6.1.3. APU - WDT Recovery

This function demonstrates the system recovery through FPD Watchdog.

The Linux, running on APU subsystem, launches the TRD application watchdog-daemon as daemon using the init script watchdog-daemon-init. This application is responsible for configuring and kicking the FPD Watchdog in the system for infinite time.

The watchdog is configured with the timeout value of 20 seconds and is kicked every 5 seconds.

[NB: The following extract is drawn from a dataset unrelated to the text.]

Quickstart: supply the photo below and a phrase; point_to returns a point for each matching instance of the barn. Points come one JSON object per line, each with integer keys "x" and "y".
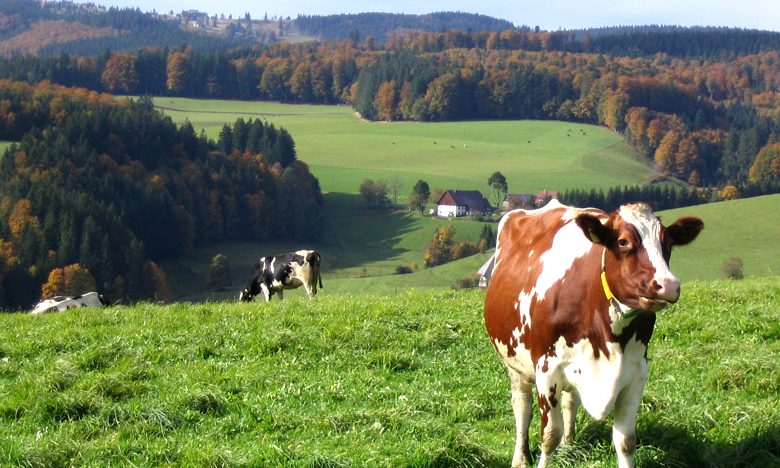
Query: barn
{"x": 454, "y": 203}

To test the recovery, in Linux start the watchdog-daemon (automatically done at boot) and simulate a hang by killing the watchdog-daemon application.

# Start the Watchdog
/etc/init.d/watchdog-daemon-init start

# Do normal operations

#Kill the watchdog
/etc/init.d/watchdog-daemon-init stop

6.1.3.1. Behind the scene

During the BOOT image creation, config_fpd_wdt.cdo added in boot.bif will configure the expiry action of the FPD WDT to Subsystem Restart. PLM configures this action in the error management module. Whenever FPD WDT expires, the PLM gets the notification to perform the configured action.

In Linux system, the watchdog driver is enabled by default. The Linux device tree has the FPD WDT node enabled. So the FPD watchdog is populated as hardware watchdog device. The watchdog-daemon opens this device and configure it for 20 seconds. Then this application is running an infinite loop to kick the watchdog every 5 seconds.

When this application is killed or hanged, the watchdog stops receiving the kick (heartbeats), resulting in watchdog expiry. And hence PLM will perform Subsystem Restart.

6.1.3.2. Python Module & Jupyter wrapper.

This operation can be performed from the python module vssr_trd, which is used by this notebook.

Click Perform Action to execute python call sequence similar to:

import vssr_trd as trd
trd.init()
trd.SetControl(0,4)

6.1.3.3. Observation

Observe the system recovering after a countdown of about 15 to 20 seconds. Linux killed in the APU terminal and RPU application still running in it’s terminal; Linux subsystem is reloaded thereafter.

Note: As APU is hosting this notebook, the notebook becomes inactive and disconnects during the reboot. After reboot one must reconnect the notebook in the browser. In most cases just a browser refresh is enough to reconnect the notebook after reboot.